I have two folders, each including ca. 100 PDF files resulting from different runs of the same PDF generation program. After performing some changes to this program, the resulting PDF should always stay equal and nothing should break the layout, the fonts, any potential graphs and so on. This is why I would like to check for visual equality while ignoring any metadata that might have changed due to running the program at different times.
My first approach was based on this post and attempted to compare the hashes of each file:
h1 = hashlib.sha1()
h2 = hashlib.sha1()
with open(fileName1, "rb") as file:
chunk = 0
while chunk != b'':
chunk = file.read(1024)
h1.update(chunk)
with open(fileName2, "rb") as file:
chunk = 0
while chunk != b'':
chunk = file.read(1024)
h2.update(chunk)
return (h1.hexdigest() == h2.hexdigest())
This always returns "False". I assume that this is due to different time dependent metadata, which is why I would like to ignore them. I've already found a way to set the modification and creation data to "None":
pdf1 = pdfrw.PdfReader(fileName1)
pdf1.Info.ModDate = pdf1.Info.CreationDate = None
pdfrw.PdfWriter().write(fileName1, pdf1)
pdf2 = pdfrw.PdfReader(fileName2)
pdf2.Info.ModDate = pdf2.Info.CreationDate = None
pdfrw.PdfWriter().write(fileName2, pdf2)
Looping through all files in each folder and running the second method before the first curiously sometimes results in a return value of "True" and sometimes in a return value of "False".

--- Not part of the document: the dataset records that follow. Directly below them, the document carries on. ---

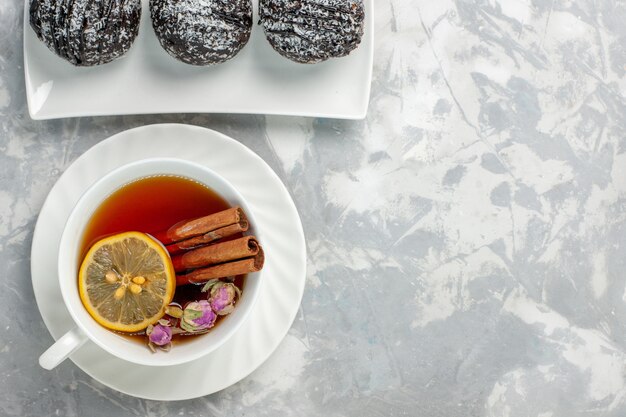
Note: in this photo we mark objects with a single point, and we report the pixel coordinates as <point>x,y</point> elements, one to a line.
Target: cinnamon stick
<point>202,240</point>
<point>218,253</point>
<point>192,228</point>
<point>227,269</point>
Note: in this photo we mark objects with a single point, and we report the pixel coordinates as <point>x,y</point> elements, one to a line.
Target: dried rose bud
<point>198,316</point>
<point>222,297</point>
<point>160,334</point>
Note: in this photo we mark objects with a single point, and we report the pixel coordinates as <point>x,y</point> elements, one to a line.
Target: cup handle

Thanks to the kind help of @jorj-mckie (see answer below), I've the following methods checking for xref equality:
doc1 = fitz.open(fileName1)
xrefs1 = doc1.xref_length() # cross reference table 1
doc2 = fitz.open(fileName2)
xrefs2 = doc2.xref_length() # cross reference table 2
if (xrefs1 != xrefs2):
print("Files are not equal")
return False
for xref in range(1, xrefs1): # loop over objects, index 0 must be skipped
# compare the PDF object definition sources
if (doc1.xref_object(xref) != doc2.xref_object(xref)):
print(f"Files differ at xref {xref}.")
return False
if doc1.xref_is_stream(xref): # compare binary streams
stream1 = doc1.xref_stream_raw(xref) # read binary stream
try:
stream2 = doc2.xref_stream_raw(xref) # read binary stream
except: # stream extraction doc2 did not work!
print(f"stream discrepancy at xref {xref}")
return False
if (stream1 != stream2):
print(f"stream discrepancy at xref {xref}")
return False
return True
and xref equality without metadata:
doc1 = fitz.open(fileName1)
xrefs1 = doc1.xref_length() # cross reference table 1
doc2 = fitz.open(fileName2)
xrefs2 = doc2.xref_length() # cross reference table 2
info1 = doc1.xref_get_key(-1, "Info") # extract the info object
info2 = doc2.xref_get_key(-1, "Info")
if (info1 != info2):
print("Unequal info objects")
return False
if (info1[0] == "xref"): # is there metadata at all?
info_xref1 = int(info1[1].split()[0]) # xref of info object doc1
info_xref2 = int(info2[1].split()[0]) # xref of info object doc1
else:
info_xref1 = 0
for xref in range(1, xrefs1): # loop over objects, index 0 must be skipped
# compare the PDF object definition sources
if (xref != info_xref1):
if (doc1.xref_object(xref) != doc2.xref_object(xref)):
print(f"Files differ at xref {xref}.")
return False
if doc1.xref_is_stream(xref): # compare binary streams
stream1 = doc1.xref_stream_raw(xref) # read binary stream
try:
stream2 = doc2.xref_stream_raw(xref) # read binary stream
except: # stream extraction doc2 did not work!
print(f"stream discrepancy at xref {xref}")
return False
if (stream1 != stream2):
print(f"stream discrepancy at xref {xref}")
return False
return True
If I run the last two functions on my PDF files, whose timestamps have already been set to "None" (see above), I end up with some equality checks resulting in a "True" return value and others resulting in "False".
I'm using the reportlab library to generate the PDFs. Do I just have to live with the fact that some PDFs will always have a different internal structure, resulting in different hashes even if the files look exactly the same? I would be very happy to learn that this is not the case and there is indeed a way to check for equality without actually having to export all pages to images first.